THE GRAHAM BECK WAY
From grape to glass the entire process of producing a Graham Beck Méthode Cap Classique (MCC) relies on meticulous attention to detail, dedication to authenticity, precision timing and plenty of patience. At Graham Beck our team is passionately pursuing the perfect bubble – a golden thread of excellence runs throughout the entire process and portfolio. The term Cap Classique has been used in South Africa since 1992. The name is derived from the fact that, by law, sparkling wines are not allowed to be called “Champagnes” in SA, although we use exactly the same methods as in France – giving rise to: Cap (Cape) Classique (classic French method). It has become a prestigious category that’s exclusive to South Africa.
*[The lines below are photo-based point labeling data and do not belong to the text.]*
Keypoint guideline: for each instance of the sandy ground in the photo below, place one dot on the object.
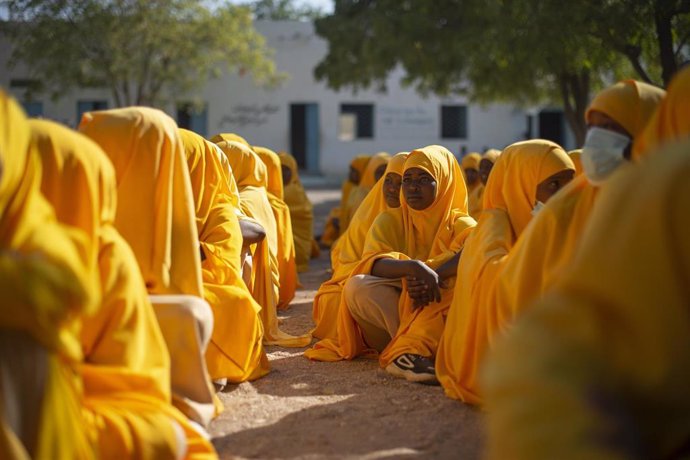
(351, 409)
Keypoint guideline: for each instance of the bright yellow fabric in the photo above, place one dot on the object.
(346, 255)
(155, 212)
(126, 368)
(287, 265)
(45, 287)
(236, 350)
(670, 121)
(551, 241)
(474, 318)
(576, 156)
(330, 232)
(301, 214)
(360, 191)
(432, 235)
(599, 367)
(250, 175)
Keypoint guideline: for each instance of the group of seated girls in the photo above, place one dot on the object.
(141, 265)
(559, 301)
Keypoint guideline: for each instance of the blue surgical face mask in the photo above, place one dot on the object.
(602, 153)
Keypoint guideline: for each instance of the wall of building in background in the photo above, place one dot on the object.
(323, 128)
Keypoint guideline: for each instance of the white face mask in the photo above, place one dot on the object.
(537, 207)
(602, 154)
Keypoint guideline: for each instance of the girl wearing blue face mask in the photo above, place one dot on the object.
(615, 117)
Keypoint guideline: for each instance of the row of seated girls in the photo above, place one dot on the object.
(572, 289)
(141, 264)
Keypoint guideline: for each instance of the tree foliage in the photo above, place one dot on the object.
(144, 51)
(523, 51)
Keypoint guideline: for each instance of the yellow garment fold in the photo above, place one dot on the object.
(432, 235)
(126, 368)
(236, 351)
(346, 255)
(331, 232)
(46, 287)
(152, 183)
(301, 214)
(598, 368)
(474, 318)
(250, 175)
(361, 190)
(287, 265)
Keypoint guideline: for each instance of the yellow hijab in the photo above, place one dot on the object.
(301, 214)
(155, 212)
(250, 175)
(474, 318)
(432, 235)
(672, 118)
(613, 329)
(46, 289)
(273, 171)
(230, 137)
(236, 351)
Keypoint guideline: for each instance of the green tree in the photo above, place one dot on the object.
(522, 51)
(144, 51)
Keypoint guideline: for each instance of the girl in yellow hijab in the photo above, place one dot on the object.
(599, 367)
(250, 174)
(235, 353)
(301, 212)
(470, 169)
(526, 173)
(333, 227)
(476, 197)
(407, 272)
(287, 266)
(155, 215)
(551, 241)
(46, 289)
(350, 247)
(126, 370)
(373, 172)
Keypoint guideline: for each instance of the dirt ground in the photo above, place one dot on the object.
(351, 409)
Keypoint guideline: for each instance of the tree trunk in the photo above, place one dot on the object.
(575, 96)
(663, 15)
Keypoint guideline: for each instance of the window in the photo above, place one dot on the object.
(193, 117)
(356, 121)
(88, 106)
(33, 108)
(454, 121)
Our Graham Beck bubblies have received numerous awards and accolades both locally and abroad, testimony to the fact that they are serious contenders in the international arena, often setting the quality benchmark in terms of forging a unique style and unmistakable identity.
THE IMPORTANCE OF TERROIR
With its natural limestone deposits and huge diurnal temperature shifts between day and night Robertson is one of the most important wine regions for base wines and the making of Cap Classique. For our Cap Classique, 80% of all fruit (Chardonnay and Pinot Noir) comes from Graham Beck’s own estate. The balance of the grapes is sourced from seven other geographical areas including areas renowned for their cool climate and close proximity to the oceans. This assists in pursuing consistency and continuity.
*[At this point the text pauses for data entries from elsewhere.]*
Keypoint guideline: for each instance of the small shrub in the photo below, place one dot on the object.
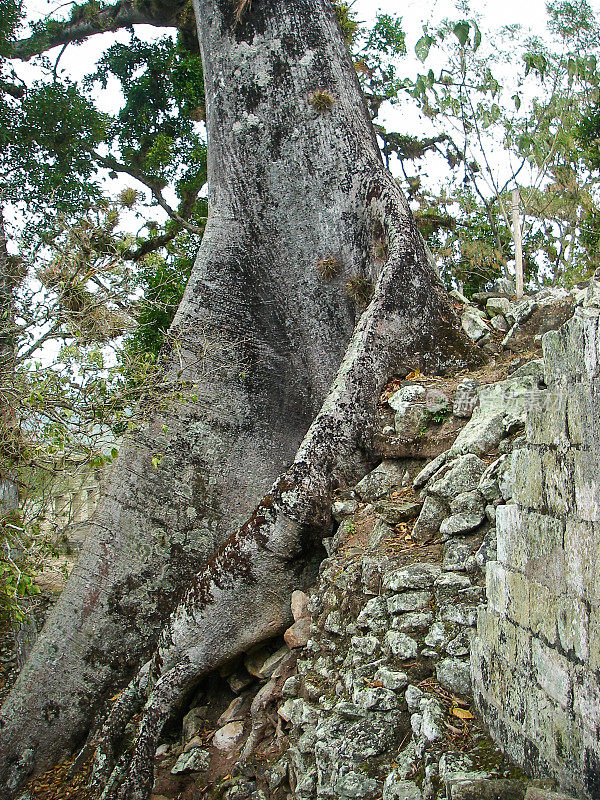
(128, 197)
(360, 290)
(321, 101)
(329, 267)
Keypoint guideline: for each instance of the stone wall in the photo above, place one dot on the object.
(536, 657)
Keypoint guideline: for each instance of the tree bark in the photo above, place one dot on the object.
(294, 178)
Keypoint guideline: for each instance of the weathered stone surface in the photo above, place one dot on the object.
(497, 305)
(401, 645)
(395, 789)
(401, 399)
(298, 634)
(409, 423)
(413, 576)
(461, 523)
(534, 793)
(193, 722)
(354, 785)
(473, 325)
(374, 615)
(408, 601)
(412, 621)
(429, 470)
(391, 679)
(228, 737)
(343, 508)
(465, 398)
(463, 475)
(234, 712)
(456, 555)
(487, 789)
(262, 664)
(433, 513)
(195, 760)
(455, 675)
(299, 605)
(381, 481)
(393, 512)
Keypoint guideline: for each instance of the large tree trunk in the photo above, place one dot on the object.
(290, 184)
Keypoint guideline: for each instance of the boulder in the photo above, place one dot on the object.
(463, 475)
(298, 634)
(195, 760)
(454, 675)
(462, 523)
(227, 738)
(433, 513)
(413, 576)
(299, 605)
(381, 481)
(410, 422)
(261, 663)
(343, 508)
(497, 305)
(393, 512)
(465, 398)
(473, 325)
(235, 711)
(499, 323)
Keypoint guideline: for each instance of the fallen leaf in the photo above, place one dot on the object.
(461, 713)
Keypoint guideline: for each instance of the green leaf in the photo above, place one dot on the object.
(461, 31)
(423, 46)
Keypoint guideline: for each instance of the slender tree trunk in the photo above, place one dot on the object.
(294, 178)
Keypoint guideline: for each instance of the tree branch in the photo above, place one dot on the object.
(87, 20)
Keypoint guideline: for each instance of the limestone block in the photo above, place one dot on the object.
(373, 615)
(413, 621)
(457, 553)
(528, 478)
(586, 691)
(511, 544)
(573, 627)
(587, 485)
(401, 645)
(558, 472)
(408, 601)
(463, 476)
(380, 481)
(546, 421)
(594, 638)
(515, 644)
(455, 675)
(413, 576)
(574, 349)
(553, 672)
(543, 612)
(519, 602)
(582, 559)
(433, 513)
(497, 587)
(449, 585)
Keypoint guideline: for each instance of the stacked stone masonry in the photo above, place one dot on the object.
(536, 658)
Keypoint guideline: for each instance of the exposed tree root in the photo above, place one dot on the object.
(259, 710)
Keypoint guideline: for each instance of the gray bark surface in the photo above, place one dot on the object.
(289, 185)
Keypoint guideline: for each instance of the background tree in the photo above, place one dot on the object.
(295, 178)
(504, 110)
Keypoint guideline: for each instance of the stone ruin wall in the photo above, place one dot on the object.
(536, 658)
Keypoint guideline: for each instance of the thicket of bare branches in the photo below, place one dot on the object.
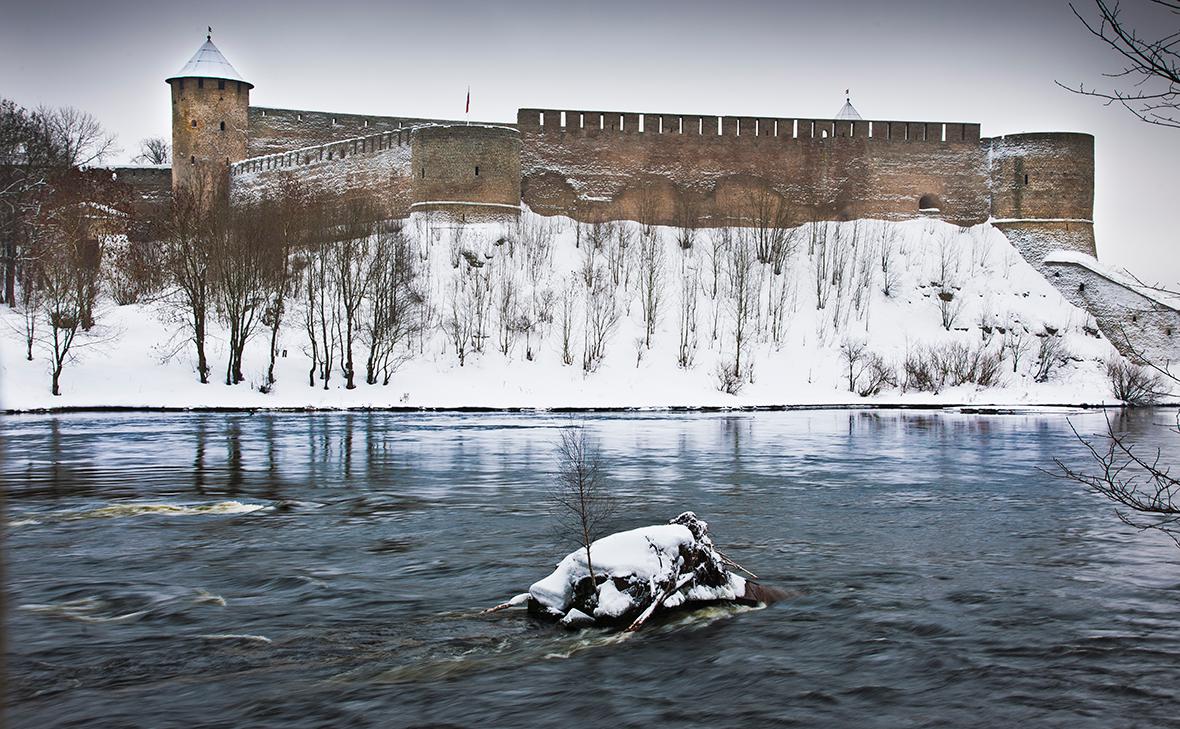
(1146, 47)
(153, 150)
The two classic varieties of Chardonnay and Pinot Noir are used. Chardonnay, considered to be the noblest of all white grapes, with its traditional flinty character often produces buttery, lemon flavours, (occasionally nutty flavours), often with a strong hint of tropical fruit. This cultivar contributes to finesse and elegance with the brightness of acidity.
Pinot Noir (predominantly raspberry and strawberry flavours, with a hint of cherries) lends mouthfeel, palate weight and texture. Intensive work is done on clonal selections for both Chardonnay and Pinot Noir.
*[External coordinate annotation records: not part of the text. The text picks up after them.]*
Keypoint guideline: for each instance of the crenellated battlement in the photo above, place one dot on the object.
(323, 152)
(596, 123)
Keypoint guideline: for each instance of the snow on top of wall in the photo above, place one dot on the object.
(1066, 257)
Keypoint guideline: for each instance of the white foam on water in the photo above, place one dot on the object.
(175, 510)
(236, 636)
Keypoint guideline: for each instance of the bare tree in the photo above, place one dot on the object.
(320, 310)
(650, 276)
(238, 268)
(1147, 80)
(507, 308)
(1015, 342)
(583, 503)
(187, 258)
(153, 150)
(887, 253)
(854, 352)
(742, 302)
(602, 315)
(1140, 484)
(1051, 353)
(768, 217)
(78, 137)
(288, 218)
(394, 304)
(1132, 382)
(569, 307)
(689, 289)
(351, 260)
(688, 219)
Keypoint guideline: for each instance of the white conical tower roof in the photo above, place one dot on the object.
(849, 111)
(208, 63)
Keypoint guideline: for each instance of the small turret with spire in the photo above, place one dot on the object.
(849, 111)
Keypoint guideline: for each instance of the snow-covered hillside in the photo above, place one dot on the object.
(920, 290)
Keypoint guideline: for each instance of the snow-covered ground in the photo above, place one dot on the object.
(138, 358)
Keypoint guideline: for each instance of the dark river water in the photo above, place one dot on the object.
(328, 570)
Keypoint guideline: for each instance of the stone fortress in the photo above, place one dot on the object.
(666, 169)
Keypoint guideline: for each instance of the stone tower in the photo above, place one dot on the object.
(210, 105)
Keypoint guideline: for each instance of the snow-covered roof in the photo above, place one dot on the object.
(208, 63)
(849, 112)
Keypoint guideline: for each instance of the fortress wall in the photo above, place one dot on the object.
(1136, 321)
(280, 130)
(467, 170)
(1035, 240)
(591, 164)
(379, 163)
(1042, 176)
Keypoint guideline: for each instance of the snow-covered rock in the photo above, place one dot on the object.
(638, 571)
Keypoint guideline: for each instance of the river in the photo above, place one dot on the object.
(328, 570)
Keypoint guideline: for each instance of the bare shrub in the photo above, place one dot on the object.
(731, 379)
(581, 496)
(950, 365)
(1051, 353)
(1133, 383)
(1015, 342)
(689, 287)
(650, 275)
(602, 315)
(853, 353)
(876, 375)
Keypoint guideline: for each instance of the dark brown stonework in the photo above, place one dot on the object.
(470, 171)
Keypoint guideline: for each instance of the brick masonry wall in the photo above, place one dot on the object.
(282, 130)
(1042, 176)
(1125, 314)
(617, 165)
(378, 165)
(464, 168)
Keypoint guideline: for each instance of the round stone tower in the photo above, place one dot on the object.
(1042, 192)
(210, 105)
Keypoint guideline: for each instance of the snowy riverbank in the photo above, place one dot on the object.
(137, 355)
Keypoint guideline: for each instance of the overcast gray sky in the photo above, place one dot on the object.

Chardonnay clones are planted for their ability to express unique aromatic and palate profiles. Some clones that are specifically earmarked as sparkling wine clones originate from Champagne, in France. Our Chardonnay clones therefore contribute specific aromas and structures to the different styles of Cap Classique we make.
The key to quality is the final preparation done by the viticultural team and the winemakers when deciding on exactly the precise time to harvest the perfectly ‘ripe’ grapes. The team is adamant that no blocks are harvested before they have walked through them, and tasted the grapes.
One of the vital and pivotal elements ensuring quality. Each bunch is carefully selected and picked by hand to avoid any damage. The hours are long and picking in the extreme heat of the day is avoided. The grapes are then transported to the winery where they begin their winemaking journey. Entire grape bunches are pressed very gently to extract the juice. This minimizes the amount of harsh malic acid and astringent tannins that naturally exist in the skins, seeds and stems. The difference is that the winemaking team can separate the cuvée fraction from the press fraction, as the juice is gently pressed in the press.